I'm stuck on trying to prove this:
Let $K\supset F$ and let $u$ be an algebraic element of $K$ with a minimal polynomial of odd degree. Prove that $F(u)=F(u^2)$.
I know that in general, $F(u^2)\subseteq F(u)$.
I'm trying to figure out which theorems I could use from here. I could, perhaps, somehow show that $u$ and $u^2$ have the same minimal polynomial, implying that $F(u)\cong F(u^2)$. Is it possible to do this and would it help me?
So, since $u$ is an element with minimal polynomial of odd degree, then the degree of $F(u)$ over $F$ is odd.

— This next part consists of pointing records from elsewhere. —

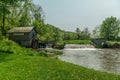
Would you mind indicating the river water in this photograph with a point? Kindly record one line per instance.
(107, 60)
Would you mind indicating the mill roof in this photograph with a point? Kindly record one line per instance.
(21, 29)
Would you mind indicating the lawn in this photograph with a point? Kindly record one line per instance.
(14, 66)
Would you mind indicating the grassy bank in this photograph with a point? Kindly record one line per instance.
(23, 66)
(78, 42)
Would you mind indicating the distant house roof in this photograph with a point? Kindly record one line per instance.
(21, 29)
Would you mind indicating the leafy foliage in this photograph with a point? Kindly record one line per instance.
(110, 28)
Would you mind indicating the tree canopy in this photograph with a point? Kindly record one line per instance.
(110, 28)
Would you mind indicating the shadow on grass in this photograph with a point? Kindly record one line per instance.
(4, 55)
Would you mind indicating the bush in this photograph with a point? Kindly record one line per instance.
(59, 45)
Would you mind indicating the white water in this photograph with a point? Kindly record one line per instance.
(107, 60)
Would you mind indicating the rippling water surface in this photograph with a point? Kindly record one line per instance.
(99, 59)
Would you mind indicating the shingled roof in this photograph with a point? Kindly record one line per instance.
(21, 29)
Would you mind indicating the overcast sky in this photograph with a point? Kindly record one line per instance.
(69, 14)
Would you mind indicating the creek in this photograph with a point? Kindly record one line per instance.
(107, 60)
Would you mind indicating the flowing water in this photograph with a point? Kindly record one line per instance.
(107, 60)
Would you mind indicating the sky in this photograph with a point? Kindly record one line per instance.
(71, 14)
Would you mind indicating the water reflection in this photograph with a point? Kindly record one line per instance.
(98, 59)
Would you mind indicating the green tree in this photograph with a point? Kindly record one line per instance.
(5, 10)
(110, 28)
(78, 31)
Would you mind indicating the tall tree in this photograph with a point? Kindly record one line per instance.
(4, 10)
(110, 28)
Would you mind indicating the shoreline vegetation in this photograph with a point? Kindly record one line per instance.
(18, 63)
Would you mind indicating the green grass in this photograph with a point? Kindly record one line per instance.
(78, 42)
(14, 66)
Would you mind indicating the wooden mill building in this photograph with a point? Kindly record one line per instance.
(25, 36)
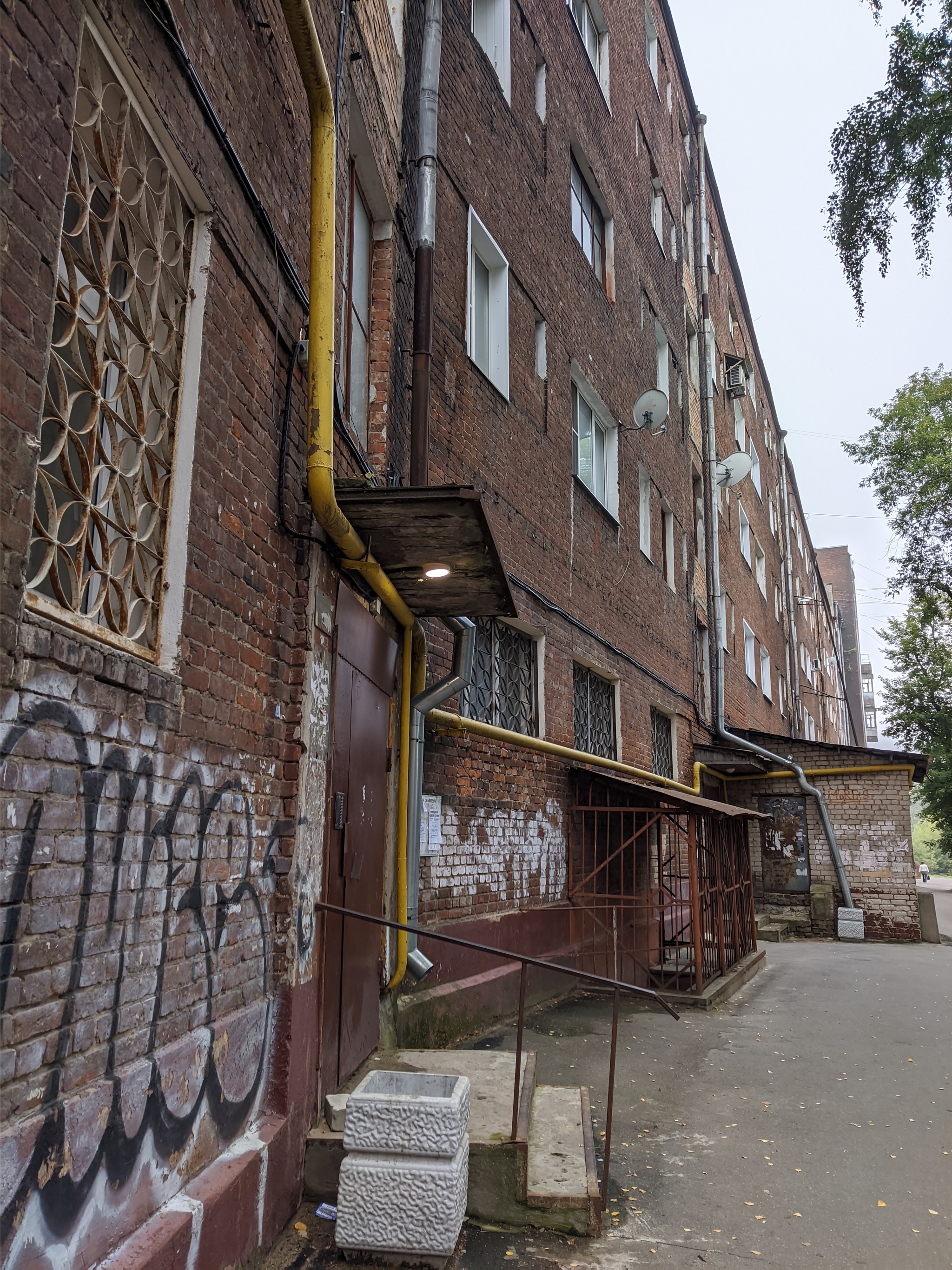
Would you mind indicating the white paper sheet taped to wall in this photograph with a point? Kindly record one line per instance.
(431, 827)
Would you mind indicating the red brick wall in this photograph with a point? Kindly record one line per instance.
(159, 963)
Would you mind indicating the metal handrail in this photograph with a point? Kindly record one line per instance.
(526, 962)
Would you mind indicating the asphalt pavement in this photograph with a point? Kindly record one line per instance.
(751, 1132)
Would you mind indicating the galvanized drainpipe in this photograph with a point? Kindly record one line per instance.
(460, 677)
(791, 600)
(426, 244)
(719, 614)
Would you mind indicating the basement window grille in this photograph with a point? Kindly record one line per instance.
(595, 713)
(503, 690)
(112, 394)
(662, 750)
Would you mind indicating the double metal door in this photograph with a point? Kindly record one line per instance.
(365, 668)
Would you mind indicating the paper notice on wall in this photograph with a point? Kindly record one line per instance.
(431, 827)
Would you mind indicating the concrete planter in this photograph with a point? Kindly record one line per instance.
(850, 924)
(404, 1179)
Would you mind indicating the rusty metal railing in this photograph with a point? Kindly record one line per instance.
(526, 962)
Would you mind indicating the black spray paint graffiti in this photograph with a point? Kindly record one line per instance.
(61, 1197)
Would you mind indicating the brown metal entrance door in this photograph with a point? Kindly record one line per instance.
(365, 670)
(784, 847)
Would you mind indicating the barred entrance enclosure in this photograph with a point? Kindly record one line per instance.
(661, 891)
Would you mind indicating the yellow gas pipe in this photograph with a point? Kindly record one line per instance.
(320, 408)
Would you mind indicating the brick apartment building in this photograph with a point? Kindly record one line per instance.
(202, 695)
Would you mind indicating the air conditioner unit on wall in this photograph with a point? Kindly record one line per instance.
(735, 380)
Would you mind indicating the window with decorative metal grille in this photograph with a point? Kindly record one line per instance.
(113, 389)
(503, 690)
(662, 750)
(595, 713)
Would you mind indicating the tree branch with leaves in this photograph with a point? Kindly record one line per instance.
(898, 143)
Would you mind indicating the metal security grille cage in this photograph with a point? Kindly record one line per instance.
(112, 394)
(503, 690)
(661, 896)
(662, 756)
(595, 711)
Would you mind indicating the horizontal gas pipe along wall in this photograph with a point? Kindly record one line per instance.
(447, 720)
(320, 407)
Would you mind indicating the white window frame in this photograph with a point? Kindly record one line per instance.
(490, 28)
(591, 22)
(663, 361)
(744, 531)
(766, 673)
(541, 355)
(756, 469)
(668, 527)
(740, 435)
(644, 512)
(652, 46)
(541, 91)
(761, 568)
(480, 243)
(749, 653)
(658, 210)
(603, 419)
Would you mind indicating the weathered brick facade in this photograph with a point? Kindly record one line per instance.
(159, 959)
(165, 805)
(870, 814)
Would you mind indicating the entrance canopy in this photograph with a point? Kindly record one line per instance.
(437, 546)
(657, 795)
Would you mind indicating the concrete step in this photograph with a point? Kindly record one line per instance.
(553, 1188)
(560, 1175)
(774, 932)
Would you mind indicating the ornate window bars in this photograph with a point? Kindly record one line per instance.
(112, 394)
(503, 692)
(595, 711)
(662, 751)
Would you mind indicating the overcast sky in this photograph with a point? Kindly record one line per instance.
(775, 80)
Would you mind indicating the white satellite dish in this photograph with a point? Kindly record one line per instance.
(652, 411)
(733, 469)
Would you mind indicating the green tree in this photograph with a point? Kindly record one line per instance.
(918, 701)
(899, 140)
(911, 456)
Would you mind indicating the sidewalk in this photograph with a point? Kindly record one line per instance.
(751, 1133)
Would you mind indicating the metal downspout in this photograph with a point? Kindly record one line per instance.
(732, 738)
(460, 677)
(320, 403)
(791, 604)
(426, 243)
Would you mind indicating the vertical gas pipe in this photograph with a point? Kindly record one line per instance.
(426, 244)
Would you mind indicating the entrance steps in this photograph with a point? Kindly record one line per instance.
(776, 923)
(545, 1178)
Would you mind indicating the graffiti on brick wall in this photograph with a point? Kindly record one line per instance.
(155, 899)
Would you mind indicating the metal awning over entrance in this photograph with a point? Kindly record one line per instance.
(657, 795)
(659, 883)
(436, 527)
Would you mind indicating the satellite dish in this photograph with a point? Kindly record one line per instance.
(733, 469)
(652, 411)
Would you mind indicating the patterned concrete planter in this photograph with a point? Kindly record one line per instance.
(404, 1179)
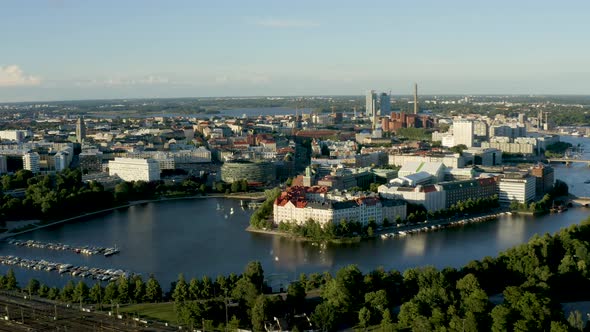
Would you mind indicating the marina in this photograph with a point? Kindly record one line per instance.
(86, 250)
(65, 269)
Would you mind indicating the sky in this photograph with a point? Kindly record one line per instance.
(101, 49)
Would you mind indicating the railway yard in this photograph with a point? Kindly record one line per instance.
(22, 313)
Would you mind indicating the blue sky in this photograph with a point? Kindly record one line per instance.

Now, $u$ satisfies the polynomial $x^{2} - u^{2} \in F(u^{2})[x]$. Thus, the minimal polynomial of $u$ over $F(u^{2})$ has degree $1$ or $2$.
If the degree is 1, then this implies that $u \in F(u^{2}) \Rightarrow F(u) \subseteq F(u^{2}).$ As you mentioned, the reverse containment is always true. Hence, the degree being 1 would imply $F(u^{2}) = F(u)$.

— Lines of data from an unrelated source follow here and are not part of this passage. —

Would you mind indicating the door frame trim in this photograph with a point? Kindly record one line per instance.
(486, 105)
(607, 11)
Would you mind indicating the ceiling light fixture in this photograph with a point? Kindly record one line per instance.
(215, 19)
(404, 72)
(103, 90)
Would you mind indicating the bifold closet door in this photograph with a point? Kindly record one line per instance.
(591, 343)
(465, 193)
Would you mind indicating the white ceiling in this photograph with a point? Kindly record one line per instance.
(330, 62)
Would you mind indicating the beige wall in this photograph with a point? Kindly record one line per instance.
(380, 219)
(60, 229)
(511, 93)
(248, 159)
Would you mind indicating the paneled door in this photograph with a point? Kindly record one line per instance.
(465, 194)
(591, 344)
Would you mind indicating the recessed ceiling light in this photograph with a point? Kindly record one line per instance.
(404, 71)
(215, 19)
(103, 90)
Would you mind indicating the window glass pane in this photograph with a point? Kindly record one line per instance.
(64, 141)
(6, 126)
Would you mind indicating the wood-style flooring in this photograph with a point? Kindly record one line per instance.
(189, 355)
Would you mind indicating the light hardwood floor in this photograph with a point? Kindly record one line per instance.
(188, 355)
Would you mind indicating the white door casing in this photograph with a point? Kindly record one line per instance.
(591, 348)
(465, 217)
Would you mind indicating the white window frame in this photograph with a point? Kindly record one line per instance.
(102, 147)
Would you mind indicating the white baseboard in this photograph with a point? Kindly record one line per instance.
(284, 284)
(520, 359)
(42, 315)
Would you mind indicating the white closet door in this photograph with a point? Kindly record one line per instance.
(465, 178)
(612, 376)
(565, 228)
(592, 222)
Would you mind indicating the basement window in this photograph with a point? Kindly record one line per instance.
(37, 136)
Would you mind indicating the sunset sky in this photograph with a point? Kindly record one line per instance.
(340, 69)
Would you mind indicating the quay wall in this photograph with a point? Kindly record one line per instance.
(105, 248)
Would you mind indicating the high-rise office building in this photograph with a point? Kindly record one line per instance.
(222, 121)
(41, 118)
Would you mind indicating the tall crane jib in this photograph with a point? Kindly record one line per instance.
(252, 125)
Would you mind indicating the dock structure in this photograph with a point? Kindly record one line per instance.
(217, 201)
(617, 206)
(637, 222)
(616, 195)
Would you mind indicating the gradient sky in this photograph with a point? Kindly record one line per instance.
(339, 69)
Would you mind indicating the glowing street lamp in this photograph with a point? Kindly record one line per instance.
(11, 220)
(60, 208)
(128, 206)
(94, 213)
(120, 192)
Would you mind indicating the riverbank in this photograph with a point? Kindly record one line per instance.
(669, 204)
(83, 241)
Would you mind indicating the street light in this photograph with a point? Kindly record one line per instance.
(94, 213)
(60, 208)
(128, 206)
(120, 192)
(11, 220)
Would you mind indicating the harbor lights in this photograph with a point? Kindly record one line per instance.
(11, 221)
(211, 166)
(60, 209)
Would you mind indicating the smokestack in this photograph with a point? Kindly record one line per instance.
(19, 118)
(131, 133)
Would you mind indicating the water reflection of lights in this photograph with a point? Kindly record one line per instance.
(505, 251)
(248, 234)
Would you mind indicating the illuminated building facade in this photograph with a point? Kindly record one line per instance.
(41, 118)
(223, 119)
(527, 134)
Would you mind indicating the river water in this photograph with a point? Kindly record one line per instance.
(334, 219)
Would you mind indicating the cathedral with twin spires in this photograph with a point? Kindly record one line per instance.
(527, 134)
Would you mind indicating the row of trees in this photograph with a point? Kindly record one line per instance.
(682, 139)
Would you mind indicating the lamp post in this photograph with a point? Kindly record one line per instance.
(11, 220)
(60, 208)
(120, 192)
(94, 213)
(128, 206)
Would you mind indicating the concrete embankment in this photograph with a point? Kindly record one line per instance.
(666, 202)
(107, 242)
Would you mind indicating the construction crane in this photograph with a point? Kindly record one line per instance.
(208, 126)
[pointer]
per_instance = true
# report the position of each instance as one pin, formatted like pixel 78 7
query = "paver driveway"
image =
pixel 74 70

If the degree is 2, then we have the following tower of field extensions $$F(u) \supset F(u^{2}) \supseteq F.$$ Now, the degree of $F(u)$ over $F(u^{2})$ is $2.$ Then, if $n$ denotes the degree of $F(u^{2})$ over $F$, we have degree of $F(u)$ over $F$ is $2n$, because whenever $$L \supseteq K \supseteq F$$ we have $$[L : K][K: F] = [L : F].$$
So we see that the degree of the minimal polynomial of $u$ over $F(u^{2})$ being $2$ implies that the degree of $F(u)$ over $F$ is even, a contradiction. Hence, the degree of the minimal polynomial of $u$ over $F(u^{2})$ is 1 and hence $F(u) = F(u^{2}).$